Pryor Stroud: Pulled from Alex Cameron's upcoming LP Jumping the Shark, "Take Care of Business" plods along, for much of its duration, like a lethargic, brain-rotted version of some more impassioned '80s new wave ballad. Yet this is precisely its appeal; there seems to be a more conventionally appealing song lurking somewhere within its mottled bloodstream, but it deliberately takes a different tack, adopting a cryptic, nearly demented tone instead. Cameron also dons a faux low-register bellow that further magnifies the track's innate strangeness. But then -- out of nowhere, or perhaps from somewhere that was there all along -- a synth swell seizes your temples and the true melody materializes: "Oh, she takes care of business / I ain't half the man I wanted to be", Cameron mumbles, the synth casting circular light-figures around him, and all at once, the track reveals the heartache that was hiding beneath its surface the whole time. [8/10]

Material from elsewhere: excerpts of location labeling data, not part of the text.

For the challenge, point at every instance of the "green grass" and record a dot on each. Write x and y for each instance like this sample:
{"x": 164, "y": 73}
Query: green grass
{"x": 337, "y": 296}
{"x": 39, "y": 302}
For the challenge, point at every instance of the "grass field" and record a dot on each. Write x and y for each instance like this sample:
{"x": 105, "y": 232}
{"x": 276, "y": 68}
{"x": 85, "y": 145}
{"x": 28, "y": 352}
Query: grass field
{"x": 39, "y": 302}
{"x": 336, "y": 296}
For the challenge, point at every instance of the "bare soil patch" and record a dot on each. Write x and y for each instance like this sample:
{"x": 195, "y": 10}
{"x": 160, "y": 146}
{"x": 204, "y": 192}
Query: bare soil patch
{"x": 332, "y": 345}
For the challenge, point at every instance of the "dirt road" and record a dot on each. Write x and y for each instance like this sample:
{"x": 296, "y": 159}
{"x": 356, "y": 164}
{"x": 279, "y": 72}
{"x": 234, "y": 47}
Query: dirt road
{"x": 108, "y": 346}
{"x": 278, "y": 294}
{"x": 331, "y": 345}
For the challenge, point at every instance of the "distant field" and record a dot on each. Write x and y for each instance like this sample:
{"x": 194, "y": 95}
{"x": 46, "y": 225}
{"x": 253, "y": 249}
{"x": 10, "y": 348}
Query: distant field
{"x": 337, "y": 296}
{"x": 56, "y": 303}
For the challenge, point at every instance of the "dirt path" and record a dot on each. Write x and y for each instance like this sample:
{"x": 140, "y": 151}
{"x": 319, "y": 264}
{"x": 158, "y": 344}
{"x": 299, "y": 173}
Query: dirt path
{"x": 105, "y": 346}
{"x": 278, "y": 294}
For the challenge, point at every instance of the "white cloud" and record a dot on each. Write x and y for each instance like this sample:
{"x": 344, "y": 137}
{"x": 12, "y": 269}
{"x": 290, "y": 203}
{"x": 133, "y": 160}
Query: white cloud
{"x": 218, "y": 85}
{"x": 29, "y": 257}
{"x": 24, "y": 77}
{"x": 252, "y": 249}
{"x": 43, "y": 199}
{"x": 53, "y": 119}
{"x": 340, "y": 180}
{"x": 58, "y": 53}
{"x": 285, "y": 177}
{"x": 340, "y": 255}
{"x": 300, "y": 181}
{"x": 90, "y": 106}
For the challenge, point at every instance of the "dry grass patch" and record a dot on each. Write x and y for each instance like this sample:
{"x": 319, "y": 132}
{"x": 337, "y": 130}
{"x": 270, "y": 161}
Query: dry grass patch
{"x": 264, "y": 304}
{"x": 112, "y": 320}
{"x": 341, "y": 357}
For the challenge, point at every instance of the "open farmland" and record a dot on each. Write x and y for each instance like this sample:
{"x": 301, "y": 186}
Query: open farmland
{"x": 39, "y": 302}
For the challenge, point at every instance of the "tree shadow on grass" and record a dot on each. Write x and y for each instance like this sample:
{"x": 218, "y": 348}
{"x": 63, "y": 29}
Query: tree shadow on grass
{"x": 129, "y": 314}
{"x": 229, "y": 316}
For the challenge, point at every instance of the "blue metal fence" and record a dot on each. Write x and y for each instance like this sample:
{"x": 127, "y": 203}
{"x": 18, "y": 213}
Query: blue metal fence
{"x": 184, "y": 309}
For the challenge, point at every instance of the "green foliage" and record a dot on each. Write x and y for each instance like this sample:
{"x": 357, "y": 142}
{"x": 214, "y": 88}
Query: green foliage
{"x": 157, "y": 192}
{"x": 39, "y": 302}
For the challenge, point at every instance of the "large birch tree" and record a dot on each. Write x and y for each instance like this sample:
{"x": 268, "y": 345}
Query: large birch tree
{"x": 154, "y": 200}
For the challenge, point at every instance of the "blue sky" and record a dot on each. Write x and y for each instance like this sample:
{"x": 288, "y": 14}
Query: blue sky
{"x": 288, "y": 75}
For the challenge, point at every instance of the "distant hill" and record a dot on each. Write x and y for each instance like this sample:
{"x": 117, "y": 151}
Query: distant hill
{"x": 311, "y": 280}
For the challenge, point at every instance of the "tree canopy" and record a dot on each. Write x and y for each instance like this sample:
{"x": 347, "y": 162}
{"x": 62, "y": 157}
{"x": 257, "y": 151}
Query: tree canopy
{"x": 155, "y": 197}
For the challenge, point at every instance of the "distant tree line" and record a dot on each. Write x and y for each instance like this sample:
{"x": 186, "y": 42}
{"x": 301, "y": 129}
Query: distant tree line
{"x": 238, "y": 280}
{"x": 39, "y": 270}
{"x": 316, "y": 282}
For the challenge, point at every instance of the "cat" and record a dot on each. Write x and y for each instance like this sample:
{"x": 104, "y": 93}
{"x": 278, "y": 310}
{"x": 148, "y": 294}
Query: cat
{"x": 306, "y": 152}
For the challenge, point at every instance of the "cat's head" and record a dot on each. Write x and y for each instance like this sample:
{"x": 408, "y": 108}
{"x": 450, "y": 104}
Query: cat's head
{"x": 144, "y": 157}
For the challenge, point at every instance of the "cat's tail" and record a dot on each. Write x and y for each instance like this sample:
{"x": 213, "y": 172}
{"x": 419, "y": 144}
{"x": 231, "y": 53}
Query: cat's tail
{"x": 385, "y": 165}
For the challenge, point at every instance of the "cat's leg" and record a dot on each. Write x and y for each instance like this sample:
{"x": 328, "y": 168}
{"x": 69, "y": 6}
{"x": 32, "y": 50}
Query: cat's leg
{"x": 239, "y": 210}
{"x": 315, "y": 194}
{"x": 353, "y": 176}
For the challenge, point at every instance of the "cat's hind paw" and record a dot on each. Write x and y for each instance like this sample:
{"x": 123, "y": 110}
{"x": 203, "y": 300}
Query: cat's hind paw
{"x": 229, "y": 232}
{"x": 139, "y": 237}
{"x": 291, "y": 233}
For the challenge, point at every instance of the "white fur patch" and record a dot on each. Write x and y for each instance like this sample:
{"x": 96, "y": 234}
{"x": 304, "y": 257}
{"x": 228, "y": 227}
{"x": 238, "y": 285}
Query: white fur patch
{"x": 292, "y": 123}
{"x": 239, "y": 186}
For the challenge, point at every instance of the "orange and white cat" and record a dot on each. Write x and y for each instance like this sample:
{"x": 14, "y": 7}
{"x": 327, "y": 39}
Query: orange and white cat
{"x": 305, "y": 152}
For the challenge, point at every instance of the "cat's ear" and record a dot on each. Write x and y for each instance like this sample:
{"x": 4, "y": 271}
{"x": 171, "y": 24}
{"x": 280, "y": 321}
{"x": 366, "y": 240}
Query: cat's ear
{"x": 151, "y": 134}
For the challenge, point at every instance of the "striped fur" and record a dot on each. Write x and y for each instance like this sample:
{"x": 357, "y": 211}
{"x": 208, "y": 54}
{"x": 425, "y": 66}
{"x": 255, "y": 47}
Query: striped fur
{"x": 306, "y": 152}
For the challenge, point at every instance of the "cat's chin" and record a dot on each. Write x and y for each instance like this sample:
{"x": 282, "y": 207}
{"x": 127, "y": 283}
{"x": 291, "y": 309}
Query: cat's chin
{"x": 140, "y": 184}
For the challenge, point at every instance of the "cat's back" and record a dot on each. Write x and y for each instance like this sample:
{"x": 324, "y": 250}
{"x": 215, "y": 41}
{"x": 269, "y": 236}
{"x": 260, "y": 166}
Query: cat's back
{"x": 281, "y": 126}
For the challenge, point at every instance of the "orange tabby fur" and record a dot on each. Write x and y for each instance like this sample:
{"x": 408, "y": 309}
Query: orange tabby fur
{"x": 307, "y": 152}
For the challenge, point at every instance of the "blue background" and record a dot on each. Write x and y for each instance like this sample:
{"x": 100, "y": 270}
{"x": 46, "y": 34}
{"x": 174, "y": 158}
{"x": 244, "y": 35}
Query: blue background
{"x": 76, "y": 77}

Emmanuel Elone: Am I supposed to take this seriously? There's only so much overly-dramatic, faux angsty lyrics and singing that a person can take in a lifetime, and "Take Care of Business" overflows with it. Granted, the eerie synths in the background give this song some serous street cred, and are probably the most haunting synths since Rockwell's "Somebody's Watching Me". Still, I can't stand Alex Cameron's overdone, whiny voice croon/moan "Taking care of business", since it sounds so forced, so over-the-top, and so annoying. And, just like Gwen Stefani's "Misery", Alex Cameron results to using cliches and common idioms to carry his songs, in the hopes that any originality will come out through his "pained" and "exhausting" vocal performance. It just doesn't work, and Cameron's in desperate need for a new shtick if he thinks that his singing is in anyway quality. [4/10]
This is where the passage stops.